## Thursday, June 04, 2009

### The point of E8 in F-theory GUTs

Jonathan Heckman, Alireza Tavanfar, and Cumrun Vafa wrote a 106-page article (PDF) arguing that if one wants to avoid fine-tuning, F-theory highly favors a deeper level of unification than conventional GUT theories, one that starts with the E_8 group, which is familiar to the Telegraph readers as the surfer dude group. :-)

There should be exactly one point in the F-theory compactification where the group gets enhanced to E_8, and then lots of realistic features for phenomenology automatically follow. This new holy grail is described by the following diagram:

The starting, low point of their holy grail unification is an ordinary A_4 = SU(5) group - the canonical minimal choice in field theory. It lives on a real four-dimensional submanifold.

However, if the top quark is supposed to be naturally heavy (at the electroweak scale) while its two upper cousins are light, this SU(5) must get enhanced to E_6 somewhere on a real two-dimensional submanifold. A similar interaction for the bottom quarks implies a D_6 = SO(12) singularity located at another real two-dimensional submanifold.

A hierarchical character of the CKM matrix indicates that the top and bottom Yukawa interactions arise from nearby loci: it makes sense to imagine that they get unified to an E_7 singularity at one point. Finally, a minimal neutrino sector with a mildly hierarchical lepton mixing matrix (PMNS matrix) elevates the requirement for this singular point to carry an E_8 group rather than its E_7 subgroup.

The identification of fermionic mass hierarchies and the unification involving the largest exceptional group sounds like one of the breathtaking results that sometimes ignite scientific revolutions. In field theory, only gauge groups could be unified and the matter could arise in arbitrary representations. String theory unifies gauge groups with the matter - so the flavor imposes new constraints and actually implies a further extension of the gauge symmetry. The full F-theory hidden manifold looks like this:

The SU(5) brane gets enhanced to D6, E6, E7, E8 at special points. It intersects with a Peccei-Quinn brane where SUSY gets broken. The latter also intersects with a nearby 7-brane. There can be additional, "far" 3-branes and 7-branes.

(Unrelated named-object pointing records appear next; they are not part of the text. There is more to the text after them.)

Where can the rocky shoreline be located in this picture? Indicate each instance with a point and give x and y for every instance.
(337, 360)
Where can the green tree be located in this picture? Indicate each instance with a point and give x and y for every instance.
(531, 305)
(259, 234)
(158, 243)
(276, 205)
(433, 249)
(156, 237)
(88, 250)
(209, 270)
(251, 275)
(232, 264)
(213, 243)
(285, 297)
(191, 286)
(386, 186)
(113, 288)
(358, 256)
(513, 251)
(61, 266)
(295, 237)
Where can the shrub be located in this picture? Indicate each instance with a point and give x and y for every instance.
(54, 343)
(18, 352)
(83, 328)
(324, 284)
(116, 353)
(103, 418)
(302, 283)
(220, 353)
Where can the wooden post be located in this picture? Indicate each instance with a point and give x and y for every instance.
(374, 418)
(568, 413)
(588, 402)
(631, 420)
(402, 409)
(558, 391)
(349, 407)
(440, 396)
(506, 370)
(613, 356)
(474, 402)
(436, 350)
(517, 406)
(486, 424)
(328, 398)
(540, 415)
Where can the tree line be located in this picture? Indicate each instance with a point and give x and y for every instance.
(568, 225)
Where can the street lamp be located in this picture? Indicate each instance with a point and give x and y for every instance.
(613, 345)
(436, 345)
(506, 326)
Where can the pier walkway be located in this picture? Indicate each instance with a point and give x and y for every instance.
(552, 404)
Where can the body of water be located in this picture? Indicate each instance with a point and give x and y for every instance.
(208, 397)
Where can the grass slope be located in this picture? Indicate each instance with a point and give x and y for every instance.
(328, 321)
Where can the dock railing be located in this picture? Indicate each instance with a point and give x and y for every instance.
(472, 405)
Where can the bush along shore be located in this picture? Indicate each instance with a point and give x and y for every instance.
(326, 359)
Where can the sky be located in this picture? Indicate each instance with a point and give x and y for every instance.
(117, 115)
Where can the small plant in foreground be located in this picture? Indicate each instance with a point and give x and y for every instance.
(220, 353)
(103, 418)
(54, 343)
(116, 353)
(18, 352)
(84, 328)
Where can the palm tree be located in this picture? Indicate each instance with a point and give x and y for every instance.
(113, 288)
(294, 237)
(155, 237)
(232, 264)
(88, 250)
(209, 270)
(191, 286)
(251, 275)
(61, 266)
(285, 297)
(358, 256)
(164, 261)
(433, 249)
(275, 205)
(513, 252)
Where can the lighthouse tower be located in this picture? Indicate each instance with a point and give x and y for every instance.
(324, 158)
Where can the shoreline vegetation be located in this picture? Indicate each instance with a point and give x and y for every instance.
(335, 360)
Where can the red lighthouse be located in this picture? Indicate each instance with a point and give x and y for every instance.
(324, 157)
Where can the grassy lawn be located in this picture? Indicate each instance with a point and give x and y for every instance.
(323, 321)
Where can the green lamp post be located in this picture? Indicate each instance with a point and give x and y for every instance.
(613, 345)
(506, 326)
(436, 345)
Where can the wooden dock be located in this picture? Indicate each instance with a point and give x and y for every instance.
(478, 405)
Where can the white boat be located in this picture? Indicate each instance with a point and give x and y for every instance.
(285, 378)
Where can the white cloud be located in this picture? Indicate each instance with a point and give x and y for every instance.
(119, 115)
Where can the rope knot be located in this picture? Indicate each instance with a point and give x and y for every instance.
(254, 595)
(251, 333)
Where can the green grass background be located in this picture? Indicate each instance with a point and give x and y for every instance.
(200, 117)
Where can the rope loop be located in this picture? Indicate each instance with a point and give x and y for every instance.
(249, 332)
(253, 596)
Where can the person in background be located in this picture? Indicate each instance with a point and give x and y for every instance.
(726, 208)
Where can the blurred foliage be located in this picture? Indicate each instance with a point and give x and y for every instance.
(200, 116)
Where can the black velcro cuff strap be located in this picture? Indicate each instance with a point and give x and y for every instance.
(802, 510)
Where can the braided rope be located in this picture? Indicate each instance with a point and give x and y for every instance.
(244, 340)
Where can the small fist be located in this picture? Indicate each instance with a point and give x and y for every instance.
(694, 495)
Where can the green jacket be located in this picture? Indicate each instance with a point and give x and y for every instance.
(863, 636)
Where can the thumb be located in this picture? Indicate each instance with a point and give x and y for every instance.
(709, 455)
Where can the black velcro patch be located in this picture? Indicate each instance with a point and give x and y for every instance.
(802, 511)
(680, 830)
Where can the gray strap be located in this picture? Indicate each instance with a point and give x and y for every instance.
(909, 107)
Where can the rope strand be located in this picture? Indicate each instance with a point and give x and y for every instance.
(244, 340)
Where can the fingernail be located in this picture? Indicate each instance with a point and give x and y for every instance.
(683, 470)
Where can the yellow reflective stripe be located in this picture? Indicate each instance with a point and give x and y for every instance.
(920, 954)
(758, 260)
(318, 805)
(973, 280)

Their scenario avoids many problems of seemingly similar models and is immensely predictive. For example, gravitinos between 10 and 100 MeV dominate dark matter but in their models, they arise from decaying saxions (which are in the 230-1000 GeV range), leading to an acceptable abundance. In another, less likely region of their parameter space, the dark matter is made out of axions.

If their model is correct, it follows that PAMELA, ATIC, FERMI, PPB-BETS, and HESS can be observing neither decaying nor annihilating dark matter. Monodromies and the "SU(5)GUT x SU(5)transverse" subgroup of E_8 play a very important role in their analysis.

Scenarios with both Majorana and Dirac neutrino masses are discussed. In all but one Dirac scenarios, string theory determines that the minimal representations for the SUSY breaking messenger fields are 10+10* (pretty much the only new fields that go beyond minimal SUSY GUT) which seem "more complex" than the seemingly minimal choice 5+5* according to field theory combined with naive numerology. A 10+10* pair transforms like 5 or 5* under the transverse SU(5) and behaves like three times a 5+5* pair.

Note that the gradual enhancement of the group to E_8 at a special point is the opposite behavior than what you could see in the picture of intersecting heterotic fivebranes where the E_8 group occurred at generic points of the bulk and it was broken to subgroups at submanifolds of an increasing codimension.

#### 1 comment:

1. THEORY OF EVERYTHING (T.O.E.)
-- James Ph. Kotsybar

Researchers assume they can trust their GUT –
that is their Grand Unified Theory.
This simple answer is close, they think , but
the resolution’s still a bit bleary.